Uma pesquisa mensal realizada pelo Centro de Investigações em Finanças (CIF) da Universidade Torcuato di Tella comprova a piora na percepção dos preços pelos argentinos. Segundo o boletim divulgado pelo CIF ontem, os consumidores estimam em 34,7% a inflação média para os próximos doze meses a partir de junho. Este número é praticamente o dobro do resultado indicado na pesquisa de junho do ano passado, e 20 pontos acima dos 9,7% de inflação média projetada pelo mercado financeiro nas pesquisas semanais realizadas pelo Banco Central.

A pesquisa do CIF é realizada pela consultoria Poliarquia. Foram ouvidas 1.217 pessoas por telefone, em 40 localidades por todo país entre os dias 1º e 10 de junho.

O economista Guido Sandleris, diretor do CIF e responsável pela projeto, diz que, se hoje o governo decidisse flexibilizar sua posição e atender à reivindicação dos ruralistas de voltar atrás no aumento do imposto sobre as exportações de grãos, seria um gesto de enorme importância política, mas de pouca ajuda para solucionar o problema da inflação.

"Os recursos arrecadados com as retenções [o imposto de exportação] já estão comprometidos com programas sociais. Portanto, o impacto do ponto de vista da inflação é limitado". Sandleris acha que o descasamento entre a percepção da população sobre os preços e os índices oficiais empurra o país para uma "dinâmica inflacionária perigosa".

Todos os países estão enfrentando alta de preços, mas na Argentina este fenômeno tem um componente mais preocupante, que é a forma como o governo o enfrenta.
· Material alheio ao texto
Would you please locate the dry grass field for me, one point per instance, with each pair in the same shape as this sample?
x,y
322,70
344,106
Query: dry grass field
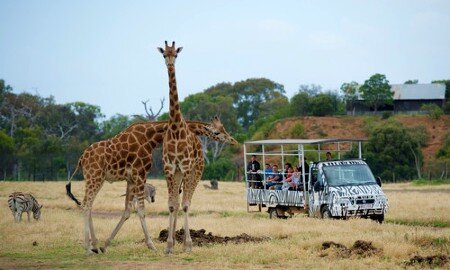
x,y
418,223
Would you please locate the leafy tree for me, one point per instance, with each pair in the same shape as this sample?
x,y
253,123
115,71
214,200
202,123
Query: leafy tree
x,y
376,91
322,105
351,94
300,104
444,152
433,110
6,153
250,97
219,169
447,94
393,152
412,82
114,125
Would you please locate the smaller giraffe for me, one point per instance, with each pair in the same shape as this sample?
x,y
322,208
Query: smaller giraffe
x,y
128,156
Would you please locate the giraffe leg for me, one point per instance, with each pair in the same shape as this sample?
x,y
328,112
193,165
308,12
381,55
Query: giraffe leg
x,y
189,185
141,213
93,186
126,214
94,240
173,185
87,232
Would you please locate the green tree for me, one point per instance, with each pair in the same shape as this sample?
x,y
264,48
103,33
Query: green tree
x,y
447,94
412,82
392,152
6,154
433,110
322,105
376,91
114,125
250,97
351,94
444,152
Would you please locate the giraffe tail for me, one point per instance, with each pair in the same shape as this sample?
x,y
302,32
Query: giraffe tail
x,y
69,186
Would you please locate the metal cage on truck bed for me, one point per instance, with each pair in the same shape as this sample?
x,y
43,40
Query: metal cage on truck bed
x,y
281,150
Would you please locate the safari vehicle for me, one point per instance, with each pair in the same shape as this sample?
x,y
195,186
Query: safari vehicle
x,y
336,188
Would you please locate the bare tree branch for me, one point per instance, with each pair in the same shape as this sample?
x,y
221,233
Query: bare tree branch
x,y
149,111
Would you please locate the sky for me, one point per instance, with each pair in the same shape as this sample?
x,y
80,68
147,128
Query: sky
x,y
104,52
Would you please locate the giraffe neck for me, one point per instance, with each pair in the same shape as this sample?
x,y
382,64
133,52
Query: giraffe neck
x,y
174,106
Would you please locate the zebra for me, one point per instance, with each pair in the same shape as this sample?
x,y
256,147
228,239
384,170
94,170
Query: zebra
x,y
23,202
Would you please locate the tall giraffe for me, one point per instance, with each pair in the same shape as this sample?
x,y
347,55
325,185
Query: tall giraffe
x,y
128,156
182,156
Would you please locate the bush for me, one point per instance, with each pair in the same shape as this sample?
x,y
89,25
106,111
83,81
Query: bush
x,y
444,152
298,131
386,115
219,169
433,110
389,152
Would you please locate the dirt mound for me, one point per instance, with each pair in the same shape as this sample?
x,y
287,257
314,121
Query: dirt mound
x,y
435,260
201,238
360,248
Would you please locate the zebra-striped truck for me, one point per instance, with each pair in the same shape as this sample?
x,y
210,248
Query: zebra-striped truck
x,y
328,187
20,202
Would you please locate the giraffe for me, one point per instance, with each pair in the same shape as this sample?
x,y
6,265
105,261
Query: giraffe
x,y
128,156
182,156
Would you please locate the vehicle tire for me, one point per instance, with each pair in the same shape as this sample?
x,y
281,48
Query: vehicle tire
x,y
273,213
325,213
378,218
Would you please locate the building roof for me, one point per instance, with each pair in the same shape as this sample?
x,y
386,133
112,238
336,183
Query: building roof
x,y
302,141
418,91
425,91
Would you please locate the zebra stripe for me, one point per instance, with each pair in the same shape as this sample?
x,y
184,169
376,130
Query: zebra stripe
x,y
20,202
275,197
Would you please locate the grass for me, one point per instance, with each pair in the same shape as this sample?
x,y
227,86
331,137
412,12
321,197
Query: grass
x,y
432,182
417,223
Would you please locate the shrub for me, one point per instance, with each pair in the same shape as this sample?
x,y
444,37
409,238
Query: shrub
x,y
298,131
433,110
219,169
390,152
386,115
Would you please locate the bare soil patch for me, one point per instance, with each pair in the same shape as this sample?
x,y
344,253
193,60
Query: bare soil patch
x,y
434,260
201,238
360,248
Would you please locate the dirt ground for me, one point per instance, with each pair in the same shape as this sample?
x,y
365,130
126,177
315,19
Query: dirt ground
x,y
201,238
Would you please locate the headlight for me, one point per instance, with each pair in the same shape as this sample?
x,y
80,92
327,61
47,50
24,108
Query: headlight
x,y
381,198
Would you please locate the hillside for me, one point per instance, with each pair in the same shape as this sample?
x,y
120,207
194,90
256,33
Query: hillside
x,y
353,127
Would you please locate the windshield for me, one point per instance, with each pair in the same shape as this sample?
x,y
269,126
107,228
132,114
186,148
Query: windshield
x,y
354,174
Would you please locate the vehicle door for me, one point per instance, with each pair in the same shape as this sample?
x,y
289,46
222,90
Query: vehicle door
x,y
314,198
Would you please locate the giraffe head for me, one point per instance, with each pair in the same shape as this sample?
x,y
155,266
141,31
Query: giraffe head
x,y
170,53
218,131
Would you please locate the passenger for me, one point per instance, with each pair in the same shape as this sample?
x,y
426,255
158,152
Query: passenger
x,y
294,180
287,182
268,170
286,168
306,168
253,175
275,179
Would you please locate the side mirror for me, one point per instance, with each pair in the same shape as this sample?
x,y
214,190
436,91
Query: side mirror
x,y
318,186
378,179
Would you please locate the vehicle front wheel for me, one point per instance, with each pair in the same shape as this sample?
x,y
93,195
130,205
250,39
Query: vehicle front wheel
x,y
326,214
273,213
378,218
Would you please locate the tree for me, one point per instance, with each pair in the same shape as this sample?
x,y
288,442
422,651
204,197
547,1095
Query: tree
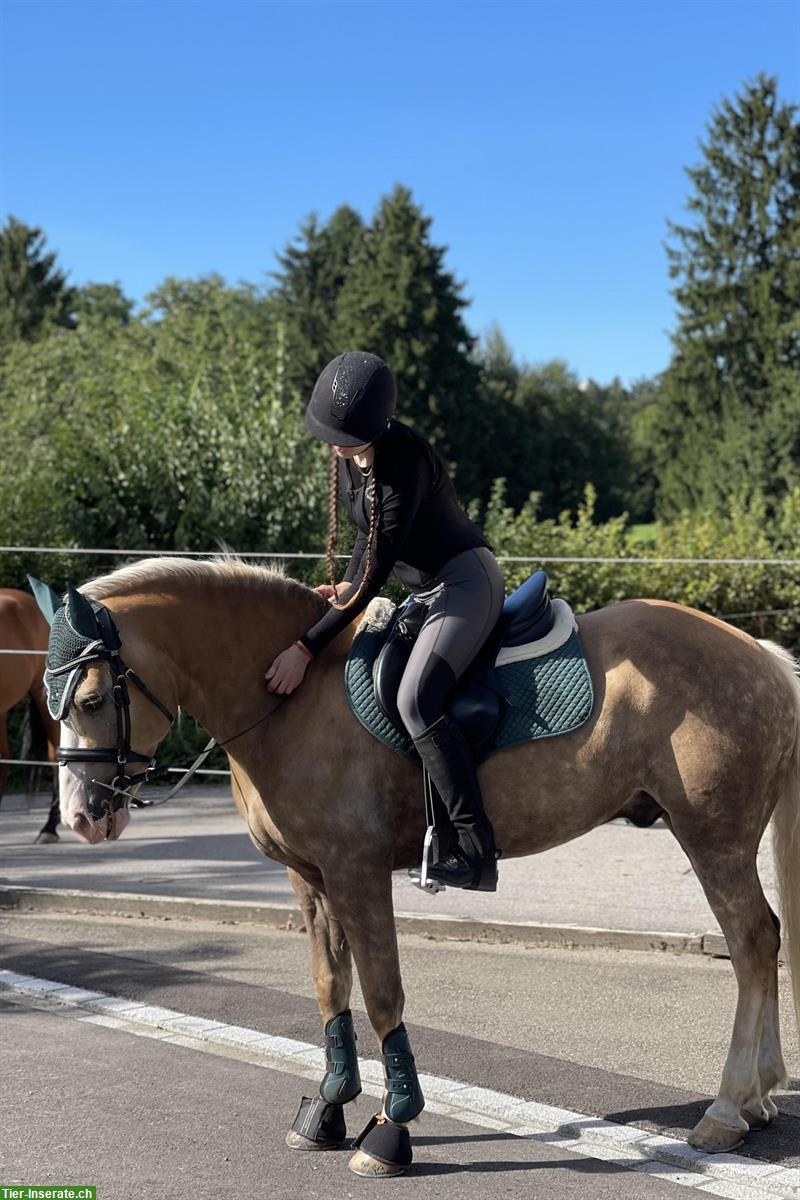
x,y
102,303
313,269
731,409
400,301
167,432
34,292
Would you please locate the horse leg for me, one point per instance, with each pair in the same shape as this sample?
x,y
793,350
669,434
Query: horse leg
x,y
320,1122
771,1068
364,905
753,1065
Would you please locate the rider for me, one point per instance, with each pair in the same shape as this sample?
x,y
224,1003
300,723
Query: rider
x,y
402,501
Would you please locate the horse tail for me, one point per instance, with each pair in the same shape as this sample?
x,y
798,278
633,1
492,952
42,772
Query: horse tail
x,y
786,832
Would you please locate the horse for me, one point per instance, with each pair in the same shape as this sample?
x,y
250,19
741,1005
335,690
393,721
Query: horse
x,y
693,718
24,628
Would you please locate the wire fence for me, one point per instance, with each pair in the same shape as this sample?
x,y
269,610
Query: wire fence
x,y
288,556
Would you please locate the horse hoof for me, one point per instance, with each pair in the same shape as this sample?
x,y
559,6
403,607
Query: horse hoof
x,y
714,1138
296,1141
372,1168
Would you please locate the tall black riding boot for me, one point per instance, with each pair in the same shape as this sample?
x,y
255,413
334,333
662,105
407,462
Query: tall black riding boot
x,y
471,863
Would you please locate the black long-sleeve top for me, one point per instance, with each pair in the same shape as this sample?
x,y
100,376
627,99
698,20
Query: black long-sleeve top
x,y
420,525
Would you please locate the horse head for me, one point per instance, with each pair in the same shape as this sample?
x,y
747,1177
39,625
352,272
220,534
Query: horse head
x,y
110,720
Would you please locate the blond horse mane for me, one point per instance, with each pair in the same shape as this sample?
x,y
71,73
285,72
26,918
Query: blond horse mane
x,y
152,574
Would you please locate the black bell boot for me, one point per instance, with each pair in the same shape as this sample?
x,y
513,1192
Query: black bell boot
x,y
473,862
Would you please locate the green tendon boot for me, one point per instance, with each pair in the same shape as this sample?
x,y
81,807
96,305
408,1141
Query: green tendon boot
x,y
473,862
342,1081
403,1098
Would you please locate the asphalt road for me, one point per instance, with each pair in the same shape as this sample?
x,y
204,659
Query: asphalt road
x,y
633,1037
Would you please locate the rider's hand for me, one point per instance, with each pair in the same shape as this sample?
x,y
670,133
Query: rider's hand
x,y
287,672
331,593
Além de não reconhecer os índices reais percebidos pela população, o governo não reconhece o esgotamento de sua política econômica pró-cíclica, que consiste basicamente em injetar subsídios e gastos públicos para manter o consumo em alta por um lado e tenta conter a inflação através de mecanismos de controle de preços.

Este foi o modelo que ajudou a Argentina a sair da enorme crise de 2002, quando seu PIB caiu 10%. Depois de crescer a taxas de 8% a 9% ao ano nos últimos cinco anos, a economia do país agora está entrando em desaceleração que, prevê Sicca, vai se acentuar no ano que vem, com o PIB saindo dos atuais 7,5% (projeção para 2008) para algo entre 5% e 6%.